HISTORY

When the University of Georgia was incorporated by an act of the General Assembly on January 27, 1785, Georgia became the first state to charter a state-supported university. In 1784 the General Assembly had set aside 40,000 acres of land to endow a college or seminary of learning.

At the first meeting of the board of trustees, held in Augusta on February 13, 1786, Abraham Baldwin was selected president of the University. Baldwin, a native of Connecticut and a graduate of Yale University who had come to Georgia in 1784, drafted the charter adopted by the General Assembly.

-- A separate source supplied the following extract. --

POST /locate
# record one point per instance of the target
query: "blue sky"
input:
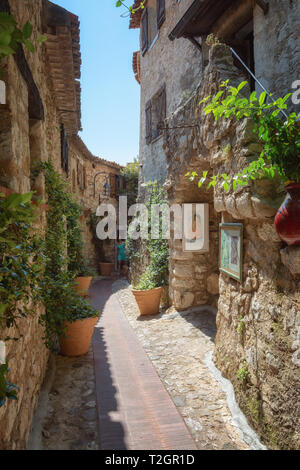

The University was actually established in 1801 when a committee of the board of trustees selected a land site. John Milledge, later a governor of the state, purchased and gave to the board of trustees the chosen tract of 633 acres on the banks of the Oconee River in northeast Georgia.

Josiah Meigs was named president of the University and work was begun on the first building, originally called Franklin College in honor of Benjamin Franklin and now known as Old College. The University graduated its first class in 1804.

The curriculum of traditional classical studies was broadened in 1843 to include courses in law, and again in 1872 when the University received federal funds for instruction in agriculture and mechanical arts.

Seventeen schools and colleges, with auxiliary divisions, carry on the University's programs of teaching, research and service. These colleges and schools and the dates of their establishment as separate administrative units are:

The Division of General Extension, now the Georgia Center for Continuing Education, was incorporated into the University in 1947.

In 1931 the General Assembly of Georgia placed all state-supported institutions of higher education, including the University of Georgia, under the jurisdiction of a single board. This organization, known as the University System of Georgia, is governed by the Board of Regents. The Board of Regents' executive officer, the chancellor, exercises a general supervisory control over all institutions of the University System, with each institution having its own executive officers and faculty.